Doctors can gather even more detailed information using an examination technique called transient elastography. This procedure analyzes the stiffness and percentage of connective tissue in the liver in order to determine the extent of fibrosis.
If a suspected diagnosis of PBC still has not been confirmed, a tissue sample (biopsy) in rare cases is collected from the liver and examined under a microscope. This method allows the small bile ducts to be examined directly for damage.
A liver biopsy can also clarify whether there may be an overlap with another liver disease such as autoimmune hepatitis.
It is usually not possible to cure primary biliary cholangitis. Nevertheless, medication can delay the progression of PBC, and normal life expectancy can be achieved if patients respond well to the treatment.

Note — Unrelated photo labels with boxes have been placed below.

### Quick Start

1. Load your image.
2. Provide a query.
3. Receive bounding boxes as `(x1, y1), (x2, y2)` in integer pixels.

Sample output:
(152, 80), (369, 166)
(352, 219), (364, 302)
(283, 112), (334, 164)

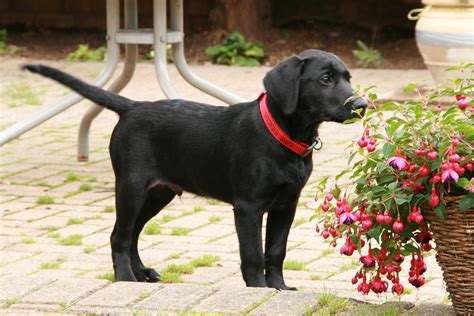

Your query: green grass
(163, 263), (194, 274)
(321, 249), (336, 258)
(66, 217), (86, 225)
(208, 215), (222, 223)
(167, 252), (181, 260)
(79, 183), (94, 192)
(160, 214), (176, 223)
(191, 255), (221, 268)
(47, 231), (61, 239)
(3, 82), (41, 108)
(207, 199), (221, 205)
(160, 271), (183, 283)
(4, 297), (20, 307)
(66, 172), (79, 182)
(310, 274), (323, 281)
(339, 260), (360, 272)
(56, 301), (70, 310)
(193, 206), (206, 213)
(143, 219), (161, 235)
(36, 195), (55, 205)
(84, 246), (97, 253)
(138, 290), (153, 300)
(103, 205), (115, 213)
(39, 260), (63, 270)
(316, 293), (351, 315)
(95, 272), (115, 282)
(283, 260), (306, 271)
(58, 234), (83, 246)
(171, 227), (192, 236)
(21, 237), (36, 244)
(293, 217), (307, 227)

Primary biliary cholangitis is typically treated with ursodeoxycholic acid, abbreviated as UDCA. This is a natural bile acid that is usually only present in the human body at small concentrations. Taking it helps bile move through the liver and ducts, inhibits inflammation, and stops the formation of connective tissue (fibrosis), all of which can prevent the disease from progressing to cirrhosis. Most people tolerate UDCA well. It must be taken permanently and can have such a positive impact on the prognosis of patients with a positive biochemical response (meaning a major improvement in blood test levels), that they achieve a normal life expectancy. The protective effects of UDCA are strongest if therapy is started early in the course of the disease. Response to UDCA treatment should be verified by laboratory tests after no later than 12 months. UDCA is dosed depending on body weight and as treatment needs to be performed longterm, it is important to evaluate correct dosing by weighing in a regular fashion.
Patients who do not adequately respond to ursodeoxycholic acid are usually prescribed medications containing the synthetic bile acid obeticholic acid, which also stimulates bile flow.
Other medications used to treat PBC target the symptoms of the disease. These are frequently drugs that reduce itching. The use of artificial tears can help alleviate the symptom of dry eyes.
Without medication, the disease may damage the liver severely enough to require liver transplantation.
An active lifestyle with regular physical activity and relaxation exercises can have beneficial effects on general well-being and fatigue. A balanced diet with sufficient variety and adequate sleep can also be helpful for people with PBC.
Outlook and prognosis
The outlook for PBC depends on a patient’s age and gender, on the stage of the disease at the time of diagnosis, and on how well the patient responds to PBC therapy. If primary biliary cholangitis is detected at an early stage and treated thoroughly and successfully, PBC patients can maintain a normal life expectancy. On the other hand, if the disease remains untreated, there is a high risk that the liver will become increasingly injured and eventually develop cirrhosis, which often requires liver transplantation. Receiving a new liver theoretically cures a patient of PBC. Nonetheless, PBC may also develop in the newly-transplanted liver, which is why preventive UDCA therapy is usually continued after transplantation.